Die, Pins, Die!!

I’ve spent all day mucking about with DOCTYPEs, conditional funkiness and the perils of unattainable goals. I won’t bore you with the details. My mood hasn’t improved, even after listening to Goodbye Country (Hello Nightclub) about a million times today. Thankfully, tonight is bowling, so I get to go take out all my theological and political frustrations on a bunch of helpless pins.

Speaking of bowling, since I lost all this weight, I can’t use my giant sixteen pound ball reliably. It’s hard to control and it goes all over the place. I’ve switched to using the house fourteen pounders (which are all pink for some reason, not that I have a problem with that – the 12 pounders are baby blue). I’ve bowled really well for me (high score of 146 last week) the past couple weeks with the fourteen pounder, and am tempted to go get my own light girly ball. I think tonight will be a combo-swearing night, as long as W doesn’t bring the kids.
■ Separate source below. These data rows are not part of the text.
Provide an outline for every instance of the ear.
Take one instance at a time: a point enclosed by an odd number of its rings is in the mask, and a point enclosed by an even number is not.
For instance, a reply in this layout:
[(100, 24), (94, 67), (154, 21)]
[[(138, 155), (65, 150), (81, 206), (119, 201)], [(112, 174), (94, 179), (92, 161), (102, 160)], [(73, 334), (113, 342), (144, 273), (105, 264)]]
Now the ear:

I did smile momentarily today when I reaized that General Conference is this weekend, and I don’t have to go to church.

Self-Serving Wallowing BS

This weekend, I read articles about the Wright Brothers, an artist who makes photo-realistic art out of fabric, Degas’ ballet paintings, and an interview with Maya Angelou. Along with yesterday’s freak snow storm, and church, the stories help slide me into a deep funk. There’s all kinds of stuff rolling around in my head, and none of it is making me very cheerful.
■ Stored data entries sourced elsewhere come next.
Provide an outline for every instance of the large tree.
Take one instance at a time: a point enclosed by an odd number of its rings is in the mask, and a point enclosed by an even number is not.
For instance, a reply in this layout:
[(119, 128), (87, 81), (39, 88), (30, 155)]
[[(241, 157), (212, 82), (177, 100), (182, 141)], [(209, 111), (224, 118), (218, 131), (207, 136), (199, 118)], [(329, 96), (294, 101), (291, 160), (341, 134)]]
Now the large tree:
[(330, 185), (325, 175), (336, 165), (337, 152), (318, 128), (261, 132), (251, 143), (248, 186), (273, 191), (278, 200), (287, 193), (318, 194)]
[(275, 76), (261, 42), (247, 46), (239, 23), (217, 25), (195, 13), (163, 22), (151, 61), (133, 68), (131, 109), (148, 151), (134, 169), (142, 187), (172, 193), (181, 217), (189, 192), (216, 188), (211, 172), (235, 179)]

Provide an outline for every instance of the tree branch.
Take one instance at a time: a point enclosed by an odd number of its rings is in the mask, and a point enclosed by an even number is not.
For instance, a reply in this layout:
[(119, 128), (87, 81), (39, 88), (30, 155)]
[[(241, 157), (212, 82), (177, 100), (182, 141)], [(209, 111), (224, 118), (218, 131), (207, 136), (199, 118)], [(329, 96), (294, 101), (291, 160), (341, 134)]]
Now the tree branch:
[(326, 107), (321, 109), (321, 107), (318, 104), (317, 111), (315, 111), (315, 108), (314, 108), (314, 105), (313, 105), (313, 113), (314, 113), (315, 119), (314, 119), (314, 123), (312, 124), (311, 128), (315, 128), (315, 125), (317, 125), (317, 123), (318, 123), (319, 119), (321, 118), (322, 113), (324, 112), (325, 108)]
Let’s start with the Wright Brothers. These guys competed against several world governments and top scientists of the day to become the first men to launch an honest-to-goodness powered airplane. They did it through sheer determination and a talent for breaking large problems into component pieces. They solved those smaller component problems on the way to a solution to the big problem. The article contained excerpts from several letters sent by the brothers to relatives and friends, and a couple news stories about them. The writing in the letters and articles was so beautiful in both form and vocabulary that it made me ashamed of all this tripe on my site. I want to be a good writer, and this site has turned into a journal, only a couple one step removed from the form of my instant messages and e-mails.

Second, Maya Angelou. She’s seventy-five and is never bored. I’m bored all the time. I’ve lost some piece of the fire I used to have. I’m too complacent and willing to sit and let things wash over me instead of standing up and taking the wave head on. I’m tired and unwilling to fight a lot of the time. Ms. Angelou has lived an amazing life, written books, poems for Presidents, sung for albums and still finds time to learn languages and teach. I can barely find the energy to cook when I get home from work, much less do anything else productive.

Third, let’s talk about church. Or, let’s not. I can’t decide what I should say here. My family reads this crap, and so do several people from church. Let’s just say, I’m having a hard time getting up and going every Sunday. I’m having a hard time biting my tongue. There was a whole paragraph here about the other things I hate about church, but I just deleted it. I get why people leave the church now… it’s hard being Mormon when you don’t fit into the “mainstream” of Mormon culture.